May Sewing Plans 2022

We are onto our second week of May and it seems the spring weather is finally making an appearance by me in the Midwest. Which only means I want to make sure that I have a few items that I can wear again and again and again for the warmer days. Here is what I have planned.

Mixing a little bit of Indie Patterns with the Big Four Patterns and as part of one of my goals, trying not to get ahead of myself as I’m also doing some pattern testing in between all of these.

DP Studio Le 4004 - This pattern has been staring at me for a good month or two. Perhaps the crappy weather was just stopping me in my tracks. I had mentioned I had gotten this download off their website, DP Studio is a French company and I love Bias Cut skirts. This just has a tad more of a fun play with the pattern pieces and half of an elasticated waist.. But I will be making a muslin of it to make sure the fabric doesn’t get completely distorted with time as they are all cut on the bias, and my fabric is linen, and we know this stretches with wear.. The Instructions are in English, but let’s just say they not the best, but I can understand them and know what I need to do.

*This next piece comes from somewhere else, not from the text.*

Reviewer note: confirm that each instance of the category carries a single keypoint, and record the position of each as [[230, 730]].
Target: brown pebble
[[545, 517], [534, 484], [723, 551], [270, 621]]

Style Maker Fabrics - Striped Linen

I got this beautiful striped fabric from Style Maker Fabrics. It is a tad sheer so I will have to line it with voile. It’s such a funny story how I got it because I was just about to purchase it and as usual, it sold out (of course it did!). I sent an email asking if they would re-stock it and they said yes we will restock it (and honestly I don’t know if they have with all these supply chain issues) but they did say that they had 2 - 3/4 yards of it in the remnants they haven’t listed… and if I wanted them, they could invoice me. Hmmm yes! So needless to say I’m glad I was able to grab them. I believe you can also find this fabric at Fabric.com or something pretty darn close they have other color ways too but I loved the one from Style Maker Fabrics with the blues, light aquas, greens and pops of yellow. its perfect.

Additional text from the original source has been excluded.